The day comes and I send the timeline to our photographer and he instantly calls me and says are you absolutely SURE you do not want to do a first look. I told him no, that it really just wasn’t what Dave and I envisioned for our day. So he asked if I could put him on speaker phone to talk to us both about it and if we decided that we still didn’t want to do it after this phone call that he would leave it alone. What he went on to tell us completely changed our vision and how we wanted to FEEL on our wedding day. He started off by telling us the obvious things like we would have more time together on the wedding day, and that we would have more time for portraits of the two of us, but then he went on to really bring us into the day and how things would unfold. He told us that with a traditional ceremony where the bride and groom are seeing each other for the first time, there is so much anticipation and excitement leading up to that moment. That you get down to the end of the aisle and you see all of your guests looking at you and all you can do is lock eyes with each other.
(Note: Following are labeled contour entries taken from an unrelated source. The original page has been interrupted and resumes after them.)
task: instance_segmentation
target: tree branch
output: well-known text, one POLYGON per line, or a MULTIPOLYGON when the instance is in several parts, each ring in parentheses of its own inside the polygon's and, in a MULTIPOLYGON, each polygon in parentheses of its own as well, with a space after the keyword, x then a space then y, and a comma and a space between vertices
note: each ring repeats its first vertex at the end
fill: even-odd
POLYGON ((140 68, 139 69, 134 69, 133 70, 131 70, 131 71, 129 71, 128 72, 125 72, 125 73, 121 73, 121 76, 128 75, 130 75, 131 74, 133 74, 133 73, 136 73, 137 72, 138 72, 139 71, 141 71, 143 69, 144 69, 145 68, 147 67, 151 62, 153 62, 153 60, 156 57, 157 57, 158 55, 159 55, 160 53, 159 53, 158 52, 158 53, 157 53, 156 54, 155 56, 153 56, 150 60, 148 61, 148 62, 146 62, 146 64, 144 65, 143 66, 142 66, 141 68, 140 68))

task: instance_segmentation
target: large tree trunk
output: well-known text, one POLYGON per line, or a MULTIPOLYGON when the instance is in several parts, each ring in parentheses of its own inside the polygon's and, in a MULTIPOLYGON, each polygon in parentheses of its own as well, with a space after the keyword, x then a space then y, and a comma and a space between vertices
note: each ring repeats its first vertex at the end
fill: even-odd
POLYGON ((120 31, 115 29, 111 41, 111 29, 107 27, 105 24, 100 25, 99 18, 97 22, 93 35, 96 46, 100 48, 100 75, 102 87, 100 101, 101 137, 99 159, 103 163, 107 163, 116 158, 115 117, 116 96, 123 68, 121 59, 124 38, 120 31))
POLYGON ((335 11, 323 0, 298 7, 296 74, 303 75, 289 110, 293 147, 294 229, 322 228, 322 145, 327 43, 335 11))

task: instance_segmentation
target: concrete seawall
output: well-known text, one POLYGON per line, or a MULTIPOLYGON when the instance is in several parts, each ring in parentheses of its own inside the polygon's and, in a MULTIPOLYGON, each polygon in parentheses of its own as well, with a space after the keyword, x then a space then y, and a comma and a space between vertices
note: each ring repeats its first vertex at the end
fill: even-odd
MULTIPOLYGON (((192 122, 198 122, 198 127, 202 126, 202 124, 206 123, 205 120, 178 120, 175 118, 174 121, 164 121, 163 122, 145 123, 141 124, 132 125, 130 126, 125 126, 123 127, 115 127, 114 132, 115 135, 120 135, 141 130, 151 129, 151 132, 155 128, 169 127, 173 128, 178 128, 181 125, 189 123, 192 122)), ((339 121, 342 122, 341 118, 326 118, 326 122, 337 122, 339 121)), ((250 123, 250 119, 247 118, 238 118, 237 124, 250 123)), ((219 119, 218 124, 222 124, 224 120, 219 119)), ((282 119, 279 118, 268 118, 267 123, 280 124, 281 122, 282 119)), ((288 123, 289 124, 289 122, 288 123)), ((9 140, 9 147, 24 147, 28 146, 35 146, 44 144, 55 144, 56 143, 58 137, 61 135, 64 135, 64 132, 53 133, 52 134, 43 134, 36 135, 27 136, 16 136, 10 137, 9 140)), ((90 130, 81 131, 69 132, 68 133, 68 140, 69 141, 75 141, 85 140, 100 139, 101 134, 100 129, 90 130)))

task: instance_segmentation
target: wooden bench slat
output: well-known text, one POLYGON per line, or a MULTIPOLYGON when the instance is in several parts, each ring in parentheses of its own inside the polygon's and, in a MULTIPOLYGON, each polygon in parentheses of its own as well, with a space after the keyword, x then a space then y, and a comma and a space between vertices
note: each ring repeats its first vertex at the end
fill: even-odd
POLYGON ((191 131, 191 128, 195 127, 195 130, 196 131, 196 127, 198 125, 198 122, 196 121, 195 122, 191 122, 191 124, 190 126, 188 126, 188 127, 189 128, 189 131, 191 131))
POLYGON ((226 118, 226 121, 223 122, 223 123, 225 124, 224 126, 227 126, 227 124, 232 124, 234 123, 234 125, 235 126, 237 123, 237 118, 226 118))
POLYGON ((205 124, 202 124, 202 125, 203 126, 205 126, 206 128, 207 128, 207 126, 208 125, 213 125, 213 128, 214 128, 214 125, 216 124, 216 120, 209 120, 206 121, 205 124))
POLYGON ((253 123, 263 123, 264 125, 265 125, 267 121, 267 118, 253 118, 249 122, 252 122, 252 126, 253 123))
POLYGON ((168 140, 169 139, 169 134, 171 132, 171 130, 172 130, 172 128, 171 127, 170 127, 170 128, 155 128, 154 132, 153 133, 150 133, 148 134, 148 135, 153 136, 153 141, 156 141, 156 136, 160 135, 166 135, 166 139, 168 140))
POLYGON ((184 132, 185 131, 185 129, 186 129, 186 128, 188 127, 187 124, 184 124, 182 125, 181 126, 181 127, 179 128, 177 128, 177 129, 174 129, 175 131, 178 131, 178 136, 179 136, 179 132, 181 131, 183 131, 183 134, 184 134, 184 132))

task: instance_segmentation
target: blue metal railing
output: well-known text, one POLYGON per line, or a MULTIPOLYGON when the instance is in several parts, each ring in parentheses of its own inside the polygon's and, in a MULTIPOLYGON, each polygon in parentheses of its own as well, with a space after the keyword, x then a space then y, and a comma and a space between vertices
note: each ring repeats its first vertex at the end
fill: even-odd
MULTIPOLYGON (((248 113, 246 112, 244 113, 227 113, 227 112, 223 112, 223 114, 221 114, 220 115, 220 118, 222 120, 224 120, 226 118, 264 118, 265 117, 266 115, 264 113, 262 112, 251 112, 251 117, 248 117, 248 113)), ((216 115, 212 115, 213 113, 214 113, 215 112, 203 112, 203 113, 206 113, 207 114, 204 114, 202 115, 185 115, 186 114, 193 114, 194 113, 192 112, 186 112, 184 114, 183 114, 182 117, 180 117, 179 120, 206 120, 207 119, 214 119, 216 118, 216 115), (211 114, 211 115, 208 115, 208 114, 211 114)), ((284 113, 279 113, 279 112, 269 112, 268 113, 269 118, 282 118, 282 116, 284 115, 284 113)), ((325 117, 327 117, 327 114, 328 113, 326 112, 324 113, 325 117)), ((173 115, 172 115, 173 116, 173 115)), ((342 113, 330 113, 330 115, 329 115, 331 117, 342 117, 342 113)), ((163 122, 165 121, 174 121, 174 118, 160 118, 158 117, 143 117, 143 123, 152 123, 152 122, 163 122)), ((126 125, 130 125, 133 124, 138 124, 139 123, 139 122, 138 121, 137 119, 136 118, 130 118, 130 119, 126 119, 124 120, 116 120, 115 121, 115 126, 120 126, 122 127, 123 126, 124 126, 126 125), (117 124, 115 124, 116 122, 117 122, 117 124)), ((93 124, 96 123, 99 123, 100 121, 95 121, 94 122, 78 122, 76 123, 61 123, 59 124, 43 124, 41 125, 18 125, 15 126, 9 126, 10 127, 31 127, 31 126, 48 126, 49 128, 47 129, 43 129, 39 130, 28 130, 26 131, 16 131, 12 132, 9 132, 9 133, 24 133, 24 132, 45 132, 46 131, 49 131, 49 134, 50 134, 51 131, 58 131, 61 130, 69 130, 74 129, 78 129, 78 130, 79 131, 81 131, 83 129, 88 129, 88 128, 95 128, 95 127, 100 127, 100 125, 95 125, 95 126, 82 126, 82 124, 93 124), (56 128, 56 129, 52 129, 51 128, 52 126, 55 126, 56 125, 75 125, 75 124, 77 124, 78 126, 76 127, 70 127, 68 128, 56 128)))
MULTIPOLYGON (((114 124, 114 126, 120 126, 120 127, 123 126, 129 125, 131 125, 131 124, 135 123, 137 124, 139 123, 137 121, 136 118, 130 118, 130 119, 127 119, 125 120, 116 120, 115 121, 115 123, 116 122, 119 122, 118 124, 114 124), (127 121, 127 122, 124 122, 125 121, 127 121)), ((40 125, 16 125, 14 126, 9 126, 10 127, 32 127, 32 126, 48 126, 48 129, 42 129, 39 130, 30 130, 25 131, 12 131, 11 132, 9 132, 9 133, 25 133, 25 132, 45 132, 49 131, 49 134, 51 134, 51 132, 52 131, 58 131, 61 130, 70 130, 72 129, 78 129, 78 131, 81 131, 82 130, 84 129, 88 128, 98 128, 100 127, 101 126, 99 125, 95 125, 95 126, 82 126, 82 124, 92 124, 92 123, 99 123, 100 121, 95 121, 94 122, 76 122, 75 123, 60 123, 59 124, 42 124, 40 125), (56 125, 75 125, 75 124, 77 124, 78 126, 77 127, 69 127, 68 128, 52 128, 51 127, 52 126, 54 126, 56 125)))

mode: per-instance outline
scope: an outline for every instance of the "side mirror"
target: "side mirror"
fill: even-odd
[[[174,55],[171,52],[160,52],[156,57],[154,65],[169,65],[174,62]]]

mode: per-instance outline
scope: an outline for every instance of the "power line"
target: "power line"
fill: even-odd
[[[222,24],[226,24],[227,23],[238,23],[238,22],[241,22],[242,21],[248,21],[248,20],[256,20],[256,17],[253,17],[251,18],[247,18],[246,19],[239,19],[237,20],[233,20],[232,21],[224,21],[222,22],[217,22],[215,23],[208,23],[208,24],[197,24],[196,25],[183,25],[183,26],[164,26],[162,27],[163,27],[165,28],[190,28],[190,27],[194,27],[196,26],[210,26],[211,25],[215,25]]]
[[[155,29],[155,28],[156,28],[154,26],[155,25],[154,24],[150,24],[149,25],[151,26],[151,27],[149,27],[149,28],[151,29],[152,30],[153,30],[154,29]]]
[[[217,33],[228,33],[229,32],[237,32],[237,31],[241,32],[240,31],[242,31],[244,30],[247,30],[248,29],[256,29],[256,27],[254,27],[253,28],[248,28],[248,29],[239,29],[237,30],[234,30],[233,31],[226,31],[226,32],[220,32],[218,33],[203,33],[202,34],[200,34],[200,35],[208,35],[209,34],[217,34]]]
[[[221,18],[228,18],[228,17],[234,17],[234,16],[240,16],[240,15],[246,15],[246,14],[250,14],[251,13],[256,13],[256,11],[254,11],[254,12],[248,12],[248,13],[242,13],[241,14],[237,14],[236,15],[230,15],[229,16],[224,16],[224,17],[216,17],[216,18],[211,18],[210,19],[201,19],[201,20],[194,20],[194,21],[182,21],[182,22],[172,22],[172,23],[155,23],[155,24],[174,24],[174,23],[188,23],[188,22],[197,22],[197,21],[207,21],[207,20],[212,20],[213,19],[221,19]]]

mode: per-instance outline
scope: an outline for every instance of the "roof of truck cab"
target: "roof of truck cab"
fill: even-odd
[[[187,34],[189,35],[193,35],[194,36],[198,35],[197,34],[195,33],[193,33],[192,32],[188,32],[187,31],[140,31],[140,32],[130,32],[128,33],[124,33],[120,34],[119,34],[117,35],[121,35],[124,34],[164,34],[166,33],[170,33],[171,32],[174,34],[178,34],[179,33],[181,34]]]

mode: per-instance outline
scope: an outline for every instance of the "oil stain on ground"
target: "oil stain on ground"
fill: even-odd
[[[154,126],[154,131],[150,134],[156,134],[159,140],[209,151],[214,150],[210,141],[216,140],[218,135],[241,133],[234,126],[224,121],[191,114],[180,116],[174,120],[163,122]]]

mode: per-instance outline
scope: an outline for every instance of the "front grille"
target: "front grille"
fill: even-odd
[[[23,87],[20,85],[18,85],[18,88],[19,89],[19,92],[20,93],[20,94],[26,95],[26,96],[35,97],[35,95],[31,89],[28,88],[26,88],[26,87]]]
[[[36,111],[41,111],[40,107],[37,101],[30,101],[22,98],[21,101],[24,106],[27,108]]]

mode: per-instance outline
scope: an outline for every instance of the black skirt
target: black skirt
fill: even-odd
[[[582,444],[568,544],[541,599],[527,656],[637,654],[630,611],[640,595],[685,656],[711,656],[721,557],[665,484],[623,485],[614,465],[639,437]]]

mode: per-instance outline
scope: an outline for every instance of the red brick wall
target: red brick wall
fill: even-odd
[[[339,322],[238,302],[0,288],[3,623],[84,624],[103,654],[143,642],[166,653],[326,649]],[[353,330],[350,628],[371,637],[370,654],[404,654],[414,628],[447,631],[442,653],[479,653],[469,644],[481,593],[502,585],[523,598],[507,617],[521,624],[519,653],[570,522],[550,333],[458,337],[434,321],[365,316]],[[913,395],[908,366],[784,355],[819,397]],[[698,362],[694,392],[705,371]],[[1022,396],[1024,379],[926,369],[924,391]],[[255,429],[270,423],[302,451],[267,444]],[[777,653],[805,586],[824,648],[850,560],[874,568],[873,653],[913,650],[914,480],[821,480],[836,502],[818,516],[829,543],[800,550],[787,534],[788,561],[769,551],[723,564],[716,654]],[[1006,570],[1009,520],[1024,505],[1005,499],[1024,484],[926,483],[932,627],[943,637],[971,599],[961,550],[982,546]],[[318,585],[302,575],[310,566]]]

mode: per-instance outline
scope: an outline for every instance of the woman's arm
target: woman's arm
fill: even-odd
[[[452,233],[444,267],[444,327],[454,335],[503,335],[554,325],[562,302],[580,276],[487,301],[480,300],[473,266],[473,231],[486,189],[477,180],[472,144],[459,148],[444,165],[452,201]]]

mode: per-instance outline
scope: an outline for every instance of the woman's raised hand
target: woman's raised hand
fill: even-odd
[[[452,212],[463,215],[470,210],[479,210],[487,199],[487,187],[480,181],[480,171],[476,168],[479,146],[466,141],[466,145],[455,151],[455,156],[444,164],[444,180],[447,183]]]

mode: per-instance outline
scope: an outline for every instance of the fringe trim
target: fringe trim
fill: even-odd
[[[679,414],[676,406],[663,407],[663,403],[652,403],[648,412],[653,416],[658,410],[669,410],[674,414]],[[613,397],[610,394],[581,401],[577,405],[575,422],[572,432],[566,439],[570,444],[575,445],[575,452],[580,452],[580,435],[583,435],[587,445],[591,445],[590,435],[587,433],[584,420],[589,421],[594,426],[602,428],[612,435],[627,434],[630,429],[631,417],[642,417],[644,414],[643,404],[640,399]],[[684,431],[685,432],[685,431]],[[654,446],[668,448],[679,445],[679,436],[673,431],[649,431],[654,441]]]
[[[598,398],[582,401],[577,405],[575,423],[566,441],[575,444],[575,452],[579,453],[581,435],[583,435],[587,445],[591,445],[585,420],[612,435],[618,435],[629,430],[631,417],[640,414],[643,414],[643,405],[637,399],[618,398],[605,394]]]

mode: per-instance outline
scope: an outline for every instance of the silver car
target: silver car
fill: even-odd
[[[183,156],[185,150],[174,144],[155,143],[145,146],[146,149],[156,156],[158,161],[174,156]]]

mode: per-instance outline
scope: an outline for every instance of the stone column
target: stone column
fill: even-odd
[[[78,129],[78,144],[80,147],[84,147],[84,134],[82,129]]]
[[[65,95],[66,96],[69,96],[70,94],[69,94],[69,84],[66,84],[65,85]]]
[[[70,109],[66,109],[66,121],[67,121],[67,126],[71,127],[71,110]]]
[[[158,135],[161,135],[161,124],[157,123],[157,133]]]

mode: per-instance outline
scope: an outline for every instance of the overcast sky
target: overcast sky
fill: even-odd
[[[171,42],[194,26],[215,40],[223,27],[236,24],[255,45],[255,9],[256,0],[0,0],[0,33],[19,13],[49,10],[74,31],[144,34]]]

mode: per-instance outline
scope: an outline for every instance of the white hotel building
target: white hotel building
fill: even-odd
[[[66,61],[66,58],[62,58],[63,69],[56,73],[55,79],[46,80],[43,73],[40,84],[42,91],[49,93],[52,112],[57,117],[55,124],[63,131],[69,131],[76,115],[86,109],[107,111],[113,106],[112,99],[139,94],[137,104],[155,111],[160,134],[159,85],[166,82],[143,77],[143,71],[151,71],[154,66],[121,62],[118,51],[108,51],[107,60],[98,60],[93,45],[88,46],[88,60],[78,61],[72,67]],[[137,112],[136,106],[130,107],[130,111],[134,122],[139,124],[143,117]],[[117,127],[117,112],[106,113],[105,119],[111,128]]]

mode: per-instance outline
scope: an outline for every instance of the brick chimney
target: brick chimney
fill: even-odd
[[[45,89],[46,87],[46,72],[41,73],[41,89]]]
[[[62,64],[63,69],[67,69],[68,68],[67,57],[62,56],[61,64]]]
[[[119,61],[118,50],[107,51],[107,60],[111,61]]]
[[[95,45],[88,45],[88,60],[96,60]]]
You walk down the aisle and you are so excited to be near each other…..this is your WEDDING Day!! So you get to the end and you want to hug and kiss and tell each other how amazing you look and how much you love each other, but what really happens is you have to stand up there for the next 20-30 minutes just holding hands. With a first look you can do ALL those things! You can run to each other, you can embrace each other, twirl each other around – whatever you want to do, because it’s just the two of you!
Can you imagine, just the two of you!
When he told us this both Dave and I lit up like Christmas trees thinking about seeing each other before anyone else was around, being able to embrace each other, cry tears of joy together and really be in that moment with each other before the craziness of the day starts. It really is your quiet moment for the two of you to connect and that’s all we wanted for our day, was to be connected. This completely sold us and we transformed the timeline to be everything we wanted it to be… including a first look.
On the day I can tell you with all honesty that that ‘feeling’ that I wanted walking down the aisle was exactly as I imagined it, even with having done our first look! Dave and I still had our time alone in the beginning of the day, we were relaxed and ready to spend the rest of the day with our loved ones, and Dave was still a sobbing mess when I came down the aisle ;)
I wanted to write this post just as a personal experience, and it is no way saying that a First Look is 100% the way to go. Make your wedding day EXACTLY as you imagine it. Make your plans with how you want to FEEL on that day and not about what everyone else thinks. After all, it is YOUR day!